So my top vote (as of now) goes to Publishing the Science Fiction Canon: The Case of Scientific Romance, by Adam Roberts, a short monograph that looks at the links between the development of the book market, mass literacy and sf as it was in the late nineteenth and early twentieth centuries. I learned a lot from it, not just about the history of the genre. The second paragraph of the third chapter is:

This latter fact [better public education] is the horizon within which all book production necessarily exists: books, after all, cannot be sold to an illiterate audience. The UK Parliament passed a number of Elementary Education Acts between 1870 and 1893, and these vastly increased levels of literacy amongst the general population.

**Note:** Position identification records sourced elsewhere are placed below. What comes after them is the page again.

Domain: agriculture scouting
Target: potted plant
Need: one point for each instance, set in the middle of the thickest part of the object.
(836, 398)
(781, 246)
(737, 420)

In 1840, less than two-thirds of grooms and less than half of brides in England and Wales could sign their own names at marriage; in 1900, 97 per cent of both groups could do so (fully functional literacy, sufficient for reading novels for pleasure, would have been lower in both cases of course, but these numbers give a sense of the magnitude of the social shift). Similar moves in France reduced the percentages of illiteracy from 53 per cent of men and 73 per cent of women in 1790 to 23 per cent of men and 33 per cent of women in 1876. By 1900, both numbers were in the low single figures (Woods, The Demography of Victorian England and WalesLire et écrire: l’alphabétisation des français de Calvin à Jules Ferry).

You can get it here. Thouigh as I said, I may bump in some of the reviews if I manage to look at them in the next few days.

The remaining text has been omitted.